Popular culture of the period reflected American's growing distrust of Japan. Futuristic period pieces such as Back to the Future Part II and RoboCop 3 frequently showed Americans as working precariously under Japanese superiors. Criticism was also lobbied in many novels of the day. Author Michael Crichton took a break from science fiction to write Rising Sun, a murder mystery involving Japanese businessmen in the U.S. Likewise, in Tom Clancy's book Debt of Honor, Clancy implies that Japan's prosperity is due primarily to unequal trading terms, and portrays Japan's business leaders acting in a power hungry cabal.
As argued by Marie Thorsten, however, Japanophobia mixed with Japanophilia during Japan's peak moments of economic dominance during the 1980s.
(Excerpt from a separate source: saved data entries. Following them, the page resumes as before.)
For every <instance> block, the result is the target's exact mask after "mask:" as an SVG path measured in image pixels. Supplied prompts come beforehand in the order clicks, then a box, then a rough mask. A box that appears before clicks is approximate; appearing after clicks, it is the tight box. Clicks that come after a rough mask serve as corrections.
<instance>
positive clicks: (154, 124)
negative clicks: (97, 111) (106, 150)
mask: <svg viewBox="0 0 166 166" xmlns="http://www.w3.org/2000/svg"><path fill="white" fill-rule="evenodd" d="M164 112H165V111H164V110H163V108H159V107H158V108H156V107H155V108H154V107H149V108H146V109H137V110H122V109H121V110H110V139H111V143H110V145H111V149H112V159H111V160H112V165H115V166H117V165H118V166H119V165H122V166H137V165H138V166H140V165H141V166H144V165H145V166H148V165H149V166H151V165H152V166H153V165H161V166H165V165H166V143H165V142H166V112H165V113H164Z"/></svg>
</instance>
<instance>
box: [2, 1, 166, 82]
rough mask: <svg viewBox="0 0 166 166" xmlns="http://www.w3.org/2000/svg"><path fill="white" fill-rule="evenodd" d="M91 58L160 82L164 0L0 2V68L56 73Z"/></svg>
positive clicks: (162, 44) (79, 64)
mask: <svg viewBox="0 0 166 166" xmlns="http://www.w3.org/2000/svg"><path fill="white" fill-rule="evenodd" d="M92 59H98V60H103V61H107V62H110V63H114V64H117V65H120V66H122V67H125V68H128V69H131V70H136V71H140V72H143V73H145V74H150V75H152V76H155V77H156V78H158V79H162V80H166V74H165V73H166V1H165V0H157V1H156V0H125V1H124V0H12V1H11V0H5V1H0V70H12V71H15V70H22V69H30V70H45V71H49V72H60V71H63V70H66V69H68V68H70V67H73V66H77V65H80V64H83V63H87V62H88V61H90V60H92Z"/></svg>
The fear of Japan became a rallying point for techno-nationalism, the imperative to be first in the world in mathematics, science and other quantifiable measures of national strength necessary to boost technological and economic supremacy. Notorious "Japan bashing" took place alongside the image of Japan as superhuman, mimicking in some ways the image of the Soviet Union after it launched the first Sputnik satellite in 1957: both events turned the spotlight on American education. American bureaucrats purposely pushed this analogy. In 1982, Ernest Boyer, a former U.S. Commissioner of Education, publicly declared that, "What we need is another Sputnik" to re-boot American education, and that "maybe what we should do is get the Japanese to put a Toyota into orbit". Japan was both a threat and a model for human resource development in education and the workforce, merging with the image of Asian-Americans as the "model minority".
Both the animosity and super-humanizing which peaked in the 1980s, when the term "Japan bashing" became popular, had largely faded by the late 1990s. Japan's waning economic fortunes in the 1990s, known today as the Lost Decade, coupled with an upsurge in the U.S. economy as the Internet took off largely crowded anti-Japanese sentiment out of the popular media.